Mostly intent and audience. ARCHITECTURE.md is the older convention aimed at human contributors mapping the codebase. DESIGN.md is the same idea written for an audience that includes a coding agent: more declarative, decision- and invariant-focused, and explicitly referenced from the agent instruction files so it gets loaded into context. Many teams use one file and one name; the principles are the same.
How long should DESIGN.md be?
Long enough to cover the decisions agents keep getting wrong, short enough that every line earns its place. Decision-dense beats comprehensive. If it reads like a tutorial or restates the code, cut it. A focused two to four pages of invariants and rationale beats a fifteen-page narrative no agent will read closely.
How do I make the agent actually read it?
Reference it from the file the agent already loads at startup. For Claude Code, import it from CLAUDE.md with @DESIGN.md. For the AGENTS.md ecosystem, add a pointer line in AGENTS.md telling agents to read DESIGN.md before structural changes. Don’t paste the whole thing into the short file; reference it so the operational file stays short.
Will the agent always follow DESIGN.md?
No, and you should design around that. Agent instruction files are context the model tries to follow, not enforced configuration. Write rules as sharp absolutes, add an explicit “flag conflicts, don’t work around them” instruction, and lean on the review loop; pointing at a violated rule in DESIGN.md gets a fast, correct fix even when the first pass missed it.
Does DESIGN.md help with API contract problems specifically?
A lot.
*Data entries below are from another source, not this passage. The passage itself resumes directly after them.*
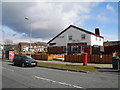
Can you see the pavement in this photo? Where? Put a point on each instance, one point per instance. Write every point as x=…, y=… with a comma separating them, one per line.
x=39, y=77
x=89, y=64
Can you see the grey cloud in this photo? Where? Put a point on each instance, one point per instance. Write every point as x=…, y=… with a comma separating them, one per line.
x=45, y=19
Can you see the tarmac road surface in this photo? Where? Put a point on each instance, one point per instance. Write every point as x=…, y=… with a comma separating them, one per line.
x=38, y=77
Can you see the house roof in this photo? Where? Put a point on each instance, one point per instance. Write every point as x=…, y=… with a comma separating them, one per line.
x=33, y=44
x=77, y=29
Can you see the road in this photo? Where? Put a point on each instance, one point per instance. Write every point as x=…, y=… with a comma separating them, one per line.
x=38, y=77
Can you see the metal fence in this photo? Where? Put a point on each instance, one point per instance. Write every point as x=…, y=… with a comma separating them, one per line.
x=106, y=58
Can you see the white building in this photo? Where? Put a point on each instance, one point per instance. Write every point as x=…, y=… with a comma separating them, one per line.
x=74, y=34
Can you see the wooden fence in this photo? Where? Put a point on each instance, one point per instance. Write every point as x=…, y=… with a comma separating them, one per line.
x=91, y=58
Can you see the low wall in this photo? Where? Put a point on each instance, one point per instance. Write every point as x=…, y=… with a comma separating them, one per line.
x=91, y=58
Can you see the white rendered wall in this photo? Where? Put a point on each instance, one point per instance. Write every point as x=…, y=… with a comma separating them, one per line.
x=76, y=37
x=98, y=41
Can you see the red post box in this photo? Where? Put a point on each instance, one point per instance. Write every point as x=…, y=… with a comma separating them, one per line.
x=85, y=58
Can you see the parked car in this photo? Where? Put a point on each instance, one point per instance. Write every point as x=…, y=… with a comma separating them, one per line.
x=24, y=60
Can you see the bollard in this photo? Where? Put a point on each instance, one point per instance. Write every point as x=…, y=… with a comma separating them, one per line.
x=85, y=59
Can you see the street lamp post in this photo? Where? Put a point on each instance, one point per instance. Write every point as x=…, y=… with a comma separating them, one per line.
x=3, y=44
x=30, y=34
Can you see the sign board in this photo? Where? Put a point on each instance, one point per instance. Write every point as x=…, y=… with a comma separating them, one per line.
x=11, y=54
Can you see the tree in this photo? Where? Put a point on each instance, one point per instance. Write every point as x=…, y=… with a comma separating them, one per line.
x=8, y=42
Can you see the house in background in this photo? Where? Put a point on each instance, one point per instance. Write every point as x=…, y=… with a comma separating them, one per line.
x=35, y=47
x=111, y=47
x=76, y=40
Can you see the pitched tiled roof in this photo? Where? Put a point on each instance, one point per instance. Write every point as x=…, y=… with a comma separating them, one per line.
x=77, y=29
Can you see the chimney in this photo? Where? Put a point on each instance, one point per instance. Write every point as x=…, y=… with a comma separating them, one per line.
x=97, y=31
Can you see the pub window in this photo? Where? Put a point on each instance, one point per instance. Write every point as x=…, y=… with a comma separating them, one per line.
x=83, y=36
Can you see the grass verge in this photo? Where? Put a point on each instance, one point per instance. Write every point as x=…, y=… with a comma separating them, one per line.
x=68, y=66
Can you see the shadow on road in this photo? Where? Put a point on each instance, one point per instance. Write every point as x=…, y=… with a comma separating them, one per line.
x=20, y=66
x=109, y=70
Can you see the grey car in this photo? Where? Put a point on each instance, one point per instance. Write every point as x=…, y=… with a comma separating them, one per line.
x=24, y=60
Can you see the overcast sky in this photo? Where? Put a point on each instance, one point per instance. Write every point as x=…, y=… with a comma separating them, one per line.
x=48, y=19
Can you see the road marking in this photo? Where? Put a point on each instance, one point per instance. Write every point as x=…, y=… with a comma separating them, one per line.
x=62, y=83
x=8, y=69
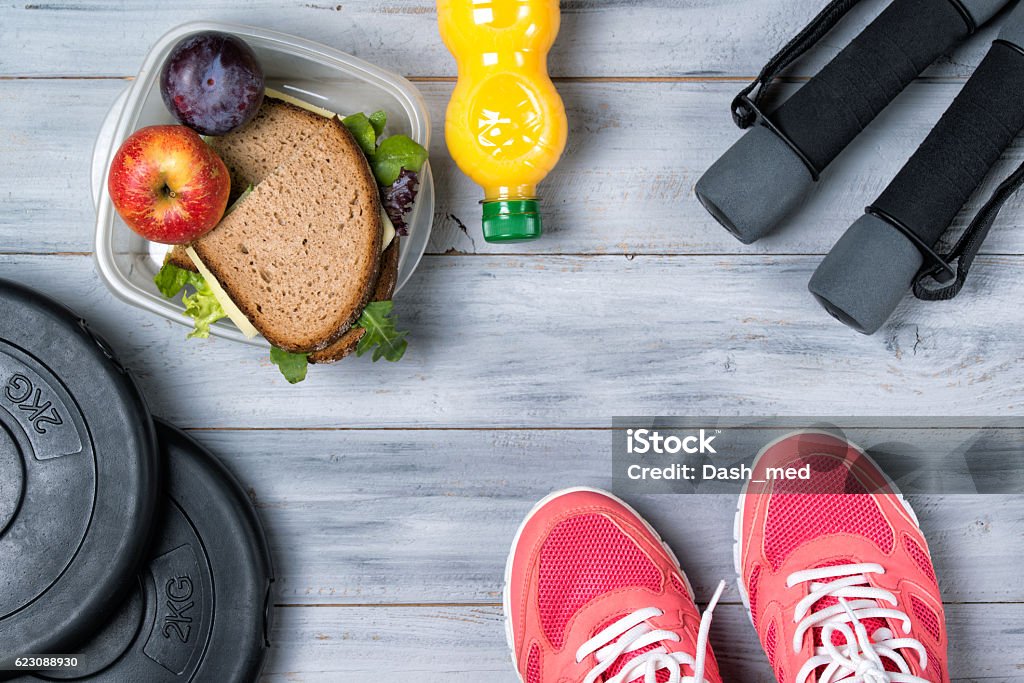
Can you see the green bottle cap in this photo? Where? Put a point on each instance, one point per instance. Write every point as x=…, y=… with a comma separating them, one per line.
x=515, y=220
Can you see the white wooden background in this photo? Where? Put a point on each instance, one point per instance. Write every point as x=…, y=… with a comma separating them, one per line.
x=390, y=493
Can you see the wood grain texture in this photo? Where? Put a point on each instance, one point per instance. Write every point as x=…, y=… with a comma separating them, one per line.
x=509, y=341
x=467, y=644
x=610, y=38
x=390, y=493
x=403, y=516
x=625, y=186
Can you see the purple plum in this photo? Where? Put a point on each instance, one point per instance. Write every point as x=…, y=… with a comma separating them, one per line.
x=212, y=82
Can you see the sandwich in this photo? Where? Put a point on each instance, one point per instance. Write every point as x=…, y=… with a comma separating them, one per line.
x=307, y=254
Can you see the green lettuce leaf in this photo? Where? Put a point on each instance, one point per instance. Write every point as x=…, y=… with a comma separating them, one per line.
x=382, y=336
x=292, y=366
x=378, y=120
x=364, y=131
x=394, y=154
x=201, y=305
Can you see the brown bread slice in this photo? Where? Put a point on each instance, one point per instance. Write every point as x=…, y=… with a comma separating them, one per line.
x=253, y=152
x=383, y=292
x=300, y=255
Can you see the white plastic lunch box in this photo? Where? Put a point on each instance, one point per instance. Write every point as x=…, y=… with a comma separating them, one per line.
x=308, y=71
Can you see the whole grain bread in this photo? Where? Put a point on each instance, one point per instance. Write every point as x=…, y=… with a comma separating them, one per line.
x=385, y=289
x=253, y=152
x=300, y=255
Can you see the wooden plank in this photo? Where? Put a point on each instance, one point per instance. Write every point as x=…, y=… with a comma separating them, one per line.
x=572, y=341
x=714, y=38
x=399, y=516
x=624, y=187
x=444, y=644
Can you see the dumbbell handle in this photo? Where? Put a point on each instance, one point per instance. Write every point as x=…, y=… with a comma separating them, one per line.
x=828, y=112
x=870, y=268
x=961, y=151
x=765, y=175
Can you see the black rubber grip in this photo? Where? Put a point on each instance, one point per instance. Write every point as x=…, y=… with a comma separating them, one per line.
x=832, y=109
x=953, y=160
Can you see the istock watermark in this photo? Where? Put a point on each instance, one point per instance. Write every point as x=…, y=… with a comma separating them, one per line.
x=690, y=455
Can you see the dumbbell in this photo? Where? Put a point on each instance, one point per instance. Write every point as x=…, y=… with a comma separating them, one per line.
x=764, y=176
x=869, y=270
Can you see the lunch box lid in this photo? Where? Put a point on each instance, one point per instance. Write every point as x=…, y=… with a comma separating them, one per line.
x=201, y=606
x=78, y=476
x=311, y=72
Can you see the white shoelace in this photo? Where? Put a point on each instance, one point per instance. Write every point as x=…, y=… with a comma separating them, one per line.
x=633, y=633
x=860, y=660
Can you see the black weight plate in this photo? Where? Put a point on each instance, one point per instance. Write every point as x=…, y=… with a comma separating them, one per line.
x=78, y=477
x=202, y=606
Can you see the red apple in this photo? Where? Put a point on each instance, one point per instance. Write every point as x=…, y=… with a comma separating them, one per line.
x=168, y=184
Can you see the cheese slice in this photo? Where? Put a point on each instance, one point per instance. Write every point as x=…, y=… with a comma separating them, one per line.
x=291, y=99
x=232, y=311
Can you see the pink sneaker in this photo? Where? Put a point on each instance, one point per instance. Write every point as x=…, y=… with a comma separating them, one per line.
x=836, y=571
x=592, y=594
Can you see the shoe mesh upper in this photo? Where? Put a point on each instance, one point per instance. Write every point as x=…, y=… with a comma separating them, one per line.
x=585, y=557
x=800, y=511
x=534, y=666
x=921, y=558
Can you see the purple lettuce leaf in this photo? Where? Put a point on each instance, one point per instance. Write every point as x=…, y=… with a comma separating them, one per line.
x=397, y=200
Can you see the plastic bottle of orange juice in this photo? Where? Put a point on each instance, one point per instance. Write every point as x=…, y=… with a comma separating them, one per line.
x=506, y=124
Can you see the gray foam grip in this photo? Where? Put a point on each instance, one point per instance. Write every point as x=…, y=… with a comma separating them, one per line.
x=866, y=274
x=754, y=185
x=1013, y=28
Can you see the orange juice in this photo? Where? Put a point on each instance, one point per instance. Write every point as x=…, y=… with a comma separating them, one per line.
x=506, y=125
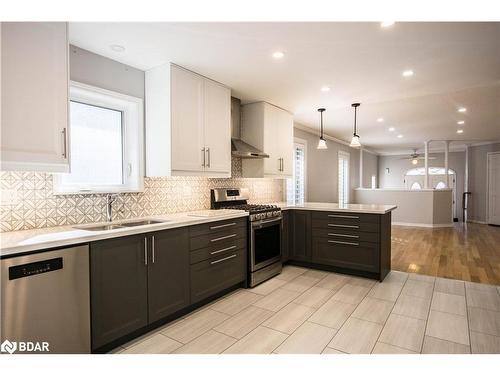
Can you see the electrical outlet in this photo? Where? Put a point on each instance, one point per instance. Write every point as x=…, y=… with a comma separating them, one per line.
x=8, y=197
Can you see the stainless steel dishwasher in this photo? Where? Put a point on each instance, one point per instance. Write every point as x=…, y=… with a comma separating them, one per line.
x=46, y=298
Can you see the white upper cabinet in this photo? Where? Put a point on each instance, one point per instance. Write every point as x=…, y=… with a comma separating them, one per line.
x=187, y=121
x=270, y=129
x=217, y=127
x=188, y=124
x=34, y=107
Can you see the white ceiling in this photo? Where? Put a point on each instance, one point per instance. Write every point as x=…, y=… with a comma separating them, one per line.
x=455, y=64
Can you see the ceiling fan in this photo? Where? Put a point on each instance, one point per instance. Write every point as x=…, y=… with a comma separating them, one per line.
x=415, y=157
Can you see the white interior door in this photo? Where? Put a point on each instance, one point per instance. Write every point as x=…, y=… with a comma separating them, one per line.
x=494, y=188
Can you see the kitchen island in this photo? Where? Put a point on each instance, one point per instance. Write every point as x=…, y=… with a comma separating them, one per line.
x=349, y=238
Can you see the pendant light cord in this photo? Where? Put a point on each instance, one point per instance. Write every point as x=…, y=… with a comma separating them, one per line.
x=355, y=111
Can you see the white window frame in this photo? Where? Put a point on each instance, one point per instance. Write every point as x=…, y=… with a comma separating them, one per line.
x=132, y=137
x=303, y=144
x=344, y=155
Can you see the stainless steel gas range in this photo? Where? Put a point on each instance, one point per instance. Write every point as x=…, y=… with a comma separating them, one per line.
x=264, y=232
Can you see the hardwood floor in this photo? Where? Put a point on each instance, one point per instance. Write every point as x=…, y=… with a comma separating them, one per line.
x=469, y=252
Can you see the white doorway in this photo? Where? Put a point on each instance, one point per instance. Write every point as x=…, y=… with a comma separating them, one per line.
x=493, y=185
x=415, y=180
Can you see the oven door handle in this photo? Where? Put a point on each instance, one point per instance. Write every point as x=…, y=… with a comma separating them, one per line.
x=263, y=223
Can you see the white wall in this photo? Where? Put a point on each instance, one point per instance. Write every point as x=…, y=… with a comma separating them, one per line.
x=478, y=180
x=96, y=70
x=322, y=168
x=398, y=168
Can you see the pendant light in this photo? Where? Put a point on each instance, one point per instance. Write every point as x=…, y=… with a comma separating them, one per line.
x=322, y=143
x=355, y=137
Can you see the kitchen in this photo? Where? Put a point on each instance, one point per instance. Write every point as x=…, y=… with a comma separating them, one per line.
x=215, y=224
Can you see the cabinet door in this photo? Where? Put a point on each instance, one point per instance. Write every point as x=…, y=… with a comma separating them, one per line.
x=214, y=275
x=349, y=254
x=301, y=235
x=187, y=121
x=286, y=143
x=168, y=273
x=118, y=288
x=217, y=122
x=34, y=134
x=272, y=165
x=285, y=243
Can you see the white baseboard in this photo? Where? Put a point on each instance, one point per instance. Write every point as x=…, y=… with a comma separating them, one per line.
x=422, y=225
x=477, y=221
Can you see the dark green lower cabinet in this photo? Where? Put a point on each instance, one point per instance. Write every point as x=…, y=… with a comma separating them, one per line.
x=137, y=280
x=300, y=227
x=168, y=273
x=285, y=243
x=214, y=275
x=118, y=284
x=363, y=256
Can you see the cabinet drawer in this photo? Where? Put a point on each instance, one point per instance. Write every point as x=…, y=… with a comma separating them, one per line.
x=347, y=217
x=220, y=250
x=347, y=254
x=212, y=276
x=352, y=225
x=343, y=234
x=217, y=239
x=218, y=226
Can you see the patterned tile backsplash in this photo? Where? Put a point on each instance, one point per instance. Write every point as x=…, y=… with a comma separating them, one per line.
x=37, y=207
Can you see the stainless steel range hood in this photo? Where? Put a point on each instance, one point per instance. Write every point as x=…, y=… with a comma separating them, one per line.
x=243, y=150
x=240, y=148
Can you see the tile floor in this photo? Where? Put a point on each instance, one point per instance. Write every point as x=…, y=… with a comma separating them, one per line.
x=310, y=311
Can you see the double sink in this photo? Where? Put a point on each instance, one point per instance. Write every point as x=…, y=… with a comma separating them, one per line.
x=128, y=224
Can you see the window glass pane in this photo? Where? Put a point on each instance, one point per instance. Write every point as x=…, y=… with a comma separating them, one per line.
x=96, y=146
x=440, y=185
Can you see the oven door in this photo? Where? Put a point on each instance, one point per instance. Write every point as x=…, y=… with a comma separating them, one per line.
x=265, y=243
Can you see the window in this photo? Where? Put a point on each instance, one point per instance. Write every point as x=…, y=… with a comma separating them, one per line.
x=441, y=185
x=343, y=177
x=296, y=187
x=416, y=186
x=106, y=142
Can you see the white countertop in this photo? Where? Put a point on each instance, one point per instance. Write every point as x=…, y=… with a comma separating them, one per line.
x=18, y=242
x=353, y=208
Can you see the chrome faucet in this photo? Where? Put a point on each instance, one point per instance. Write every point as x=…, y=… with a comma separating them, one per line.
x=110, y=198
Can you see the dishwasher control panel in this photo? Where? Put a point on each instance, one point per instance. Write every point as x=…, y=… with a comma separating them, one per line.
x=36, y=268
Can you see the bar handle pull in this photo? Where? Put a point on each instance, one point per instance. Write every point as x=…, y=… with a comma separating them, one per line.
x=222, y=226
x=343, y=226
x=223, y=237
x=222, y=250
x=344, y=243
x=223, y=259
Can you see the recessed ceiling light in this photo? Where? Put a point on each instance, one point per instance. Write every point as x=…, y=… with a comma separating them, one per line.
x=387, y=24
x=278, y=55
x=117, y=48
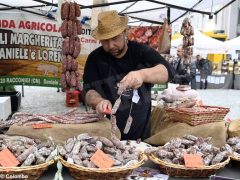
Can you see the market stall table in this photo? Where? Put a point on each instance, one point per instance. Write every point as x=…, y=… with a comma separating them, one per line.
x=229, y=171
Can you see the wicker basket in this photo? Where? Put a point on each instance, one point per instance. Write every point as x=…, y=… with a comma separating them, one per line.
x=235, y=161
x=197, y=115
x=27, y=172
x=80, y=172
x=176, y=170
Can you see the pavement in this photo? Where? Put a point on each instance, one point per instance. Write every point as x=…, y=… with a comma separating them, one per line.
x=48, y=101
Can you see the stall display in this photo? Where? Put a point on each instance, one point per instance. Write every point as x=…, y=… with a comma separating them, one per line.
x=78, y=152
x=197, y=115
x=71, y=47
x=188, y=41
x=172, y=157
x=73, y=116
x=32, y=157
x=233, y=145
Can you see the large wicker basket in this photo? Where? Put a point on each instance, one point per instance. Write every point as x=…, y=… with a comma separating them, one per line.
x=26, y=172
x=80, y=172
x=197, y=115
x=176, y=170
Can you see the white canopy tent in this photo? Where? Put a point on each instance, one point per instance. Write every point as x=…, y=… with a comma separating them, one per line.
x=233, y=45
x=139, y=11
x=202, y=44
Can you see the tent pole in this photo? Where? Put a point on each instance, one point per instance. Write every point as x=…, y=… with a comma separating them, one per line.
x=186, y=11
x=132, y=12
x=168, y=14
x=23, y=9
x=224, y=7
x=146, y=20
x=128, y=7
x=47, y=3
x=179, y=7
x=108, y=4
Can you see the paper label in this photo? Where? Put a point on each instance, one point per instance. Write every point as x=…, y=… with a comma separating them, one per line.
x=135, y=97
x=193, y=160
x=101, y=160
x=7, y=159
x=41, y=126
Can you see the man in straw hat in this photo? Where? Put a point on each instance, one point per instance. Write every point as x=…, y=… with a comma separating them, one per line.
x=133, y=65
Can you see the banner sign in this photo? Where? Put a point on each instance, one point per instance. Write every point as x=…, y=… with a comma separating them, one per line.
x=30, y=49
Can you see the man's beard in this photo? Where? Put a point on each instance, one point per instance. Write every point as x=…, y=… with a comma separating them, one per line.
x=117, y=52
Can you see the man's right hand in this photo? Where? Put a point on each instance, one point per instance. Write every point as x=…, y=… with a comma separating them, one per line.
x=103, y=106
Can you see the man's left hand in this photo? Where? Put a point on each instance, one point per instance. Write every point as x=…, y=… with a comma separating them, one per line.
x=133, y=79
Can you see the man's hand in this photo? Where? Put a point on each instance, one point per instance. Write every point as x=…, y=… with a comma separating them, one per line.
x=103, y=106
x=133, y=79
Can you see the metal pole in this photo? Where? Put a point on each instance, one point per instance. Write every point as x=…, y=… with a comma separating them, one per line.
x=23, y=90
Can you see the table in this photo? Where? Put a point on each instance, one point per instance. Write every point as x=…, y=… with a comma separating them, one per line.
x=229, y=171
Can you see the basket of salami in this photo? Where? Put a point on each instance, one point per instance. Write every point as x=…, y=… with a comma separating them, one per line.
x=234, y=148
x=31, y=158
x=171, y=157
x=197, y=115
x=77, y=153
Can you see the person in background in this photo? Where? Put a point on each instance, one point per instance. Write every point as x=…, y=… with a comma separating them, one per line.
x=203, y=66
x=181, y=77
x=135, y=66
x=193, y=72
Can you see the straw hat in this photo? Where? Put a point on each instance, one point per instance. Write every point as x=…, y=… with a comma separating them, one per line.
x=110, y=24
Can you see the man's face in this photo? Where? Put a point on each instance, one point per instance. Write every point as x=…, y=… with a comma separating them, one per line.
x=198, y=58
x=115, y=46
x=179, y=52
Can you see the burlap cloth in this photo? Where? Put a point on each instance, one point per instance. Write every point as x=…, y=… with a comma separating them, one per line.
x=163, y=130
x=234, y=128
x=61, y=132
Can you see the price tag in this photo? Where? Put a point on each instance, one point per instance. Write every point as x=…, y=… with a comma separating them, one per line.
x=101, y=160
x=41, y=126
x=7, y=159
x=193, y=160
x=135, y=97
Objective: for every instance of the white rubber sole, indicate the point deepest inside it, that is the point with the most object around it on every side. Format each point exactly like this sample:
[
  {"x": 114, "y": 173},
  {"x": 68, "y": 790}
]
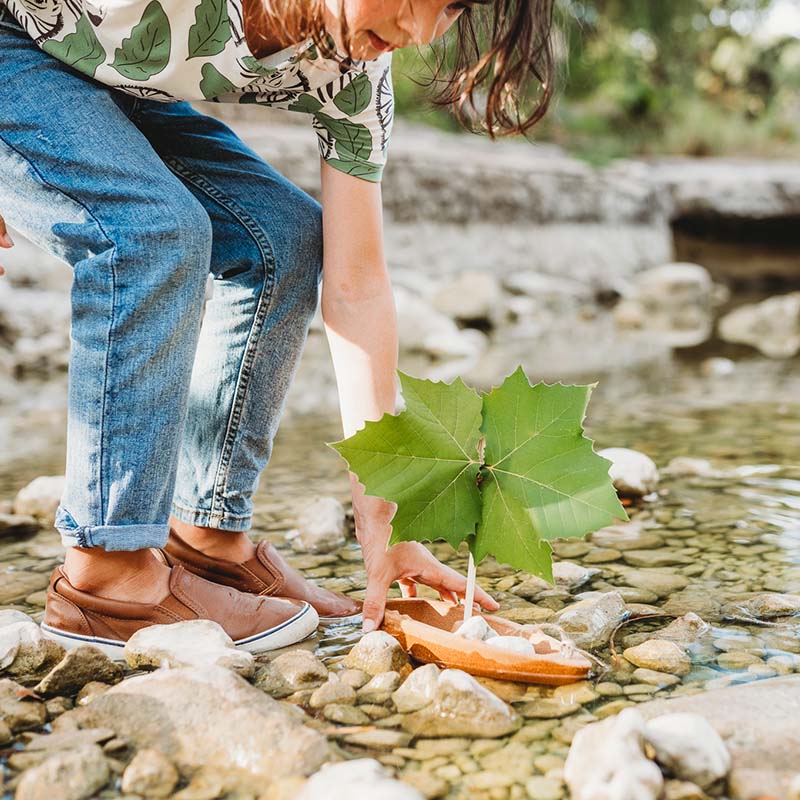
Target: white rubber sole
[{"x": 300, "y": 627}]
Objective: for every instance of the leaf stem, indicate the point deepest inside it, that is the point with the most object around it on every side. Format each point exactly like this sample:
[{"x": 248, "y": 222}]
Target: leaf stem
[{"x": 470, "y": 598}]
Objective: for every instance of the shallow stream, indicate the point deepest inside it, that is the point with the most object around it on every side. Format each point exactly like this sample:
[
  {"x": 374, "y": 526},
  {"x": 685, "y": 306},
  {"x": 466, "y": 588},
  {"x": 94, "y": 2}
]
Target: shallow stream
[{"x": 706, "y": 543}]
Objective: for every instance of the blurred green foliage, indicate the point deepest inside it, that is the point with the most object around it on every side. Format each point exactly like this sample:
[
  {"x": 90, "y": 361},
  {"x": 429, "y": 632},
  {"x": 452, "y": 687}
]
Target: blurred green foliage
[{"x": 641, "y": 77}]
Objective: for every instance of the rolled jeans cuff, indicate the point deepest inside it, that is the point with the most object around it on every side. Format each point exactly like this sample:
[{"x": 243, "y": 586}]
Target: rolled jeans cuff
[{"x": 110, "y": 537}]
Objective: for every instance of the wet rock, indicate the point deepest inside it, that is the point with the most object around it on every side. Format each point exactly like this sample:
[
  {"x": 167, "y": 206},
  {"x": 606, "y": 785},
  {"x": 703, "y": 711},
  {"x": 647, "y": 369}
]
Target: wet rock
[
  {"x": 320, "y": 527},
  {"x": 590, "y": 622},
  {"x": 291, "y": 672},
  {"x": 567, "y": 575},
  {"x": 345, "y": 714},
  {"x": 544, "y": 788},
  {"x": 771, "y": 326},
  {"x": 79, "y": 666},
  {"x": 69, "y": 775},
  {"x": 90, "y": 691},
  {"x": 191, "y": 643},
  {"x": 655, "y": 678},
  {"x": 766, "y": 606},
  {"x": 359, "y": 779},
  {"x": 379, "y": 689},
  {"x": 18, "y": 525},
  {"x": 150, "y": 774},
  {"x": 659, "y": 582},
  {"x": 418, "y": 690},
  {"x": 19, "y": 707},
  {"x": 686, "y": 467},
  {"x": 377, "y": 652},
  {"x": 209, "y": 718},
  {"x": 628, "y": 536},
  {"x": 671, "y": 300},
  {"x": 462, "y": 707},
  {"x": 689, "y": 748},
  {"x": 685, "y": 630},
  {"x": 549, "y": 708},
  {"x": 471, "y": 297},
  {"x": 354, "y": 677},
  {"x": 660, "y": 655},
  {"x": 655, "y": 558},
  {"x": 40, "y": 497},
  {"x": 757, "y": 722},
  {"x": 633, "y": 473},
  {"x": 18, "y": 584},
  {"x": 606, "y": 761},
  {"x": 379, "y": 739},
  {"x": 332, "y": 691}
]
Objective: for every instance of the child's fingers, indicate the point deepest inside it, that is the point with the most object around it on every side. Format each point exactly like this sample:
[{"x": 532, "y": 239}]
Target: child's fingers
[{"x": 5, "y": 239}]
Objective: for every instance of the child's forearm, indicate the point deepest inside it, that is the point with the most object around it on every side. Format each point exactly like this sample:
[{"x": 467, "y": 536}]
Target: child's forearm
[{"x": 362, "y": 334}]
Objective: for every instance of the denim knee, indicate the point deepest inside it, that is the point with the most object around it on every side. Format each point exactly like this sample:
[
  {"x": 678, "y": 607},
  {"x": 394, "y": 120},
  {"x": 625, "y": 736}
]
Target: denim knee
[{"x": 306, "y": 263}]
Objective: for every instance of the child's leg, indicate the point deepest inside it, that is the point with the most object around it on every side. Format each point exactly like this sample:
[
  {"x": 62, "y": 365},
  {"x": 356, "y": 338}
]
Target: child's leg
[
  {"x": 266, "y": 260},
  {"x": 78, "y": 178}
]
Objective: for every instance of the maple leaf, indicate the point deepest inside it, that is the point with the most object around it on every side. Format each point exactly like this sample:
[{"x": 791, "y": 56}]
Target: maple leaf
[
  {"x": 505, "y": 472},
  {"x": 425, "y": 459}
]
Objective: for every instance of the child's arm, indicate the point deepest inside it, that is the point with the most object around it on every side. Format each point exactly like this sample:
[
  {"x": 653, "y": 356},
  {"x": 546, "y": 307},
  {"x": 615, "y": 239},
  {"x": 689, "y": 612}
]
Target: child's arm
[
  {"x": 359, "y": 315},
  {"x": 5, "y": 239}
]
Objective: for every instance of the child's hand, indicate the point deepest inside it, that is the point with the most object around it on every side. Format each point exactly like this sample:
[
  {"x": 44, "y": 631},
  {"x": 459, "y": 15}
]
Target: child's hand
[
  {"x": 5, "y": 240},
  {"x": 408, "y": 563}
]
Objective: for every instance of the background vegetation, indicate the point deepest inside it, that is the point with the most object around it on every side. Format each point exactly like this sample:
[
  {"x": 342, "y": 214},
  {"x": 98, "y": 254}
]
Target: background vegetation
[{"x": 694, "y": 77}]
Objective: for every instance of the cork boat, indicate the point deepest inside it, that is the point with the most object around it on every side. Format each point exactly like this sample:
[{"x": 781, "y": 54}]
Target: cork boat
[{"x": 425, "y": 628}]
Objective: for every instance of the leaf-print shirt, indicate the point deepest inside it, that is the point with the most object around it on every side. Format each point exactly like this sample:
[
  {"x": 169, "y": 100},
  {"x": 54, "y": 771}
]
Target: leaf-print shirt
[{"x": 169, "y": 50}]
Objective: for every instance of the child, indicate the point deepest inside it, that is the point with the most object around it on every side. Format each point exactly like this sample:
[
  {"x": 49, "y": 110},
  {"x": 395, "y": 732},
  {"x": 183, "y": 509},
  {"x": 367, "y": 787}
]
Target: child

Its highest-value backend use is stating that the OpenAPI spec is authoritative and naming the file, so agents conform to the contract instead of inventing schemas or hand-editing generated types. Designing that contract first in a tool like Apidog gives the agent an unambiguous target your DESIGN.md can point straight at.
Where should DESIGN.md live in the repo?
The repository root, next to README.md and AGENTS.md, so agents and humans find it with zero search. In a monorepo, a root DESIGN.md for system-wide rules plus a per-package one for local architecture works well, mirroring how agents read the nearest AGENTS.md in the directory tree.